Ok. Guys. I cannot get enough of this. I made this Keto Indian Roasted Cauliflower originally to accompany my Keto Rogan Josh recipe, but now I think I might just make it on its own! Why not hey?
The spices add so much flavour to the cauliflower, even my cauli-skeptic husband enjoyed it. I think he was pretty happy with himself that he ate half a plate of cauliflower, even if it did have to be slathered in spice, butter and mint yoghurt! Look at all that flavour, it is making me drool just looking at it.
This Keto Indian Roasted Cauliflower feels surprisingly decadent considering it’s just some cooked cauliflower, spices and almonds. It is rich, satisfying and warms you to the core. Best part? It’s ready so quick, you’ve got no excuse not to!
As always, coriander is optional. With the correct option being LOTS PLEASE. I love coriander and with dishes like this, think it absolutely sings. I’ve read it’s actually a DNA thing whether you like coriander or no – it either tastes amazing, or tastes like soap. So to all you coriander haters, please go sort out your DNA issue. You’re missing out.
The mint yoghurt sauce also adds a whole layer of complexity and freshness to the dish, plus healthy fats, so shouldn’t be skipped!
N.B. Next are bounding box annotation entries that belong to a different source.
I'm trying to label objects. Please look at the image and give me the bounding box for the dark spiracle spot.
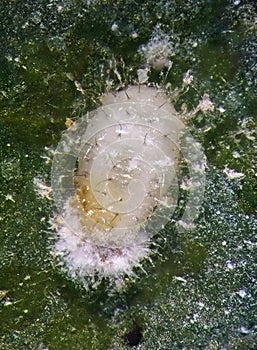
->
[124,324,143,347]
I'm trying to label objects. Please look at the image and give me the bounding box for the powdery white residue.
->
[139,26,174,70]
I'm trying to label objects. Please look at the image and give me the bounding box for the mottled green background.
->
[0,0,257,350]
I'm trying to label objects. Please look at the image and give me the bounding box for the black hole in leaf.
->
[124,325,143,347]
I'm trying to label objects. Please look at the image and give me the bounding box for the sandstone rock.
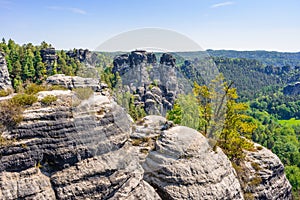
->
[240,144,292,200]
[160,53,176,67]
[40,47,58,72]
[0,91,130,172]
[46,74,101,92]
[0,168,55,200]
[0,52,12,90]
[51,146,160,200]
[143,126,243,199]
[66,49,91,62]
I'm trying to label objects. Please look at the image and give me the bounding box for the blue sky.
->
[0,0,300,52]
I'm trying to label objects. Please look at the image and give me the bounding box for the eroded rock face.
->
[40,47,58,71]
[160,53,176,67]
[0,91,160,200]
[0,52,12,90]
[143,126,243,199]
[241,144,292,200]
[112,50,181,115]
[0,167,55,200]
[46,74,101,92]
[51,146,160,200]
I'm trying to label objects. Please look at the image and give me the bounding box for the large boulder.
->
[143,126,243,199]
[160,53,176,67]
[0,167,55,200]
[240,144,292,200]
[0,90,160,200]
[0,52,12,90]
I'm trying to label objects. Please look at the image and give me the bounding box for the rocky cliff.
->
[0,57,291,200]
[0,52,12,90]
[0,86,291,199]
[112,50,190,115]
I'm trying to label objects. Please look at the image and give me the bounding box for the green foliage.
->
[279,118,300,126]
[285,165,300,199]
[0,100,23,130]
[167,95,200,130]
[11,94,38,106]
[0,89,13,97]
[250,92,300,120]
[167,76,256,163]
[41,95,57,106]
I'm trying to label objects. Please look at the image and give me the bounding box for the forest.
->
[0,39,300,197]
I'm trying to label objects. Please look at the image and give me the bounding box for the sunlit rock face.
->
[283,82,300,95]
[240,144,292,200]
[112,50,179,116]
[143,126,243,199]
[0,52,12,90]
[0,90,160,200]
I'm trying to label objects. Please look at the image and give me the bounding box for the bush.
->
[10,94,38,106]
[73,88,94,100]
[41,95,57,106]
[48,85,68,91]
[0,101,23,129]
[0,89,13,97]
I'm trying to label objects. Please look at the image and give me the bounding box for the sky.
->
[0,0,300,52]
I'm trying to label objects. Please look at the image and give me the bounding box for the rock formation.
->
[46,74,101,92]
[240,144,292,200]
[0,90,160,199]
[143,126,243,199]
[0,84,291,200]
[67,49,91,62]
[40,47,57,71]
[0,52,12,90]
[112,50,182,115]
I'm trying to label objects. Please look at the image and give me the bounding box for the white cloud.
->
[47,6,87,15]
[211,1,234,8]
[0,0,12,9]
[68,8,86,15]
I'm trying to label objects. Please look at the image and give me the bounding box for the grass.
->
[279,118,300,126]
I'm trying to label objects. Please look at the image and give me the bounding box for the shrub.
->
[0,101,23,129]
[41,95,57,106]
[48,85,68,91]
[11,94,38,106]
[73,88,94,100]
[0,89,13,97]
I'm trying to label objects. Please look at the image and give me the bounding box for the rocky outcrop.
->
[160,53,176,67]
[0,87,291,200]
[66,49,92,62]
[0,167,55,200]
[240,144,292,200]
[143,126,243,199]
[0,52,12,90]
[51,146,160,200]
[112,50,178,115]
[46,74,101,92]
[283,82,300,95]
[0,91,160,200]
[40,47,58,72]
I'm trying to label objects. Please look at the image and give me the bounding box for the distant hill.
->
[206,49,300,67]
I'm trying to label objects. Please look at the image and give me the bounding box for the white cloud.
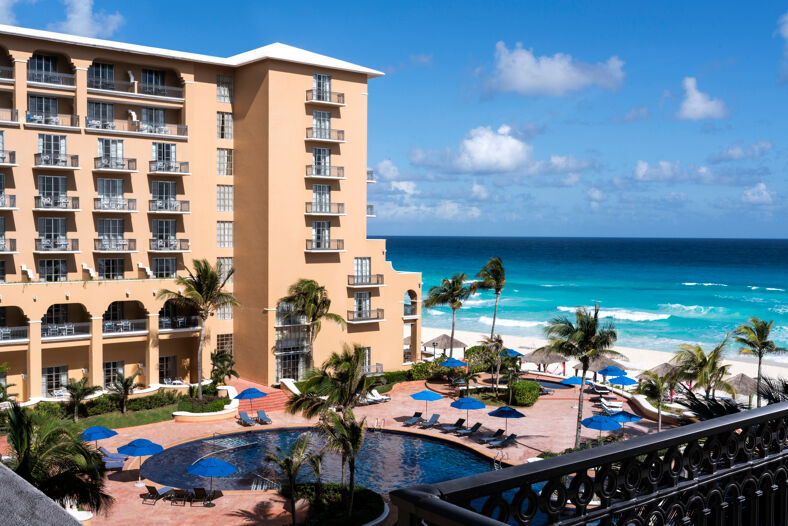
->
[487,42,624,97]
[741,183,773,205]
[676,77,728,121]
[708,141,774,163]
[47,0,124,37]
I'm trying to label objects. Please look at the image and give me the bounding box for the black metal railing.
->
[305,202,345,215]
[347,274,383,286]
[306,128,345,141]
[390,403,788,526]
[306,89,345,104]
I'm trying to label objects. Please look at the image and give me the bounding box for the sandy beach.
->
[421,325,788,378]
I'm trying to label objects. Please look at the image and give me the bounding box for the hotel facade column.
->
[26,320,43,400]
[88,316,104,387]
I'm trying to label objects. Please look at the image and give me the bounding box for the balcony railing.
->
[306,239,345,252]
[159,316,200,329]
[33,153,79,168]
[93,237,137,252]
[33,194,79,210]
[148,199,190,213]
[306,164,345,178]
[35,237,79,252]
[150,237,189,252]
[347,309,383,323]
[306,128,345,141]
[93,195,137,212]
[93,157,137,172]
[27,112,79,128]
[305,202,345,215]
[148,161,189,174]
[306,89,345,104]
[101,320,148,334]
[390,403,788,526]
[41,321,90,340]
[27,69,76,86]
[347,274,383,287]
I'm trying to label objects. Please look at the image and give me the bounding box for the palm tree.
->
[319,409,367,517]
[545,304,621,447]
[64,378,101,422]
[424,273,471,356]
[211,349,241,385]
[733,316,786,407]
[471,257,506,338]
[107,369,145,414]
[265,433,311,526]
[279,279,345,374]
[156,259,238,400]
[6,402,114,512]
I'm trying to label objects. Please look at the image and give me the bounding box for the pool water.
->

I use Tamar Valley Greek Yoghurt – no added sugar, beautiful taste and low carb.
Keto Indian Roasted Cauliflower
Ready in a flash, this is the perfect side dish to an Indian curry or is perfect on its own for a meat free meal!
- 1/2 head cauliflower cut into small florets
- 4 tablespoons butter or ghee
- 1/2 lemon, juiced
- 1/4 cup almonds crushed/smashed up
- 1/3 cup greek yoghurt no sugar!
- 1 teaspoon dried mint
Preheat the oven to 200C / 392F.
In a dry, oven proof frying pan, add all spices and crushed almonds and toast over medium heat, stirring regularly, for 2 -3 minutes until fragrant.
Add the butter and melt completely, stirring with the spices.
Add the cauliflower and toss to combine with the spice mixture. Cook in the frying pan for 2 - 3 minutes until just starting to go golden.
Pour the lemon juice over the top and toss to combine.
Place in the oven and roast for 15 minutes until crisp - tender. Meanwhile, combine the yoghurt and dried mint.
Serve topped with coriander and mint yoghurt sauce.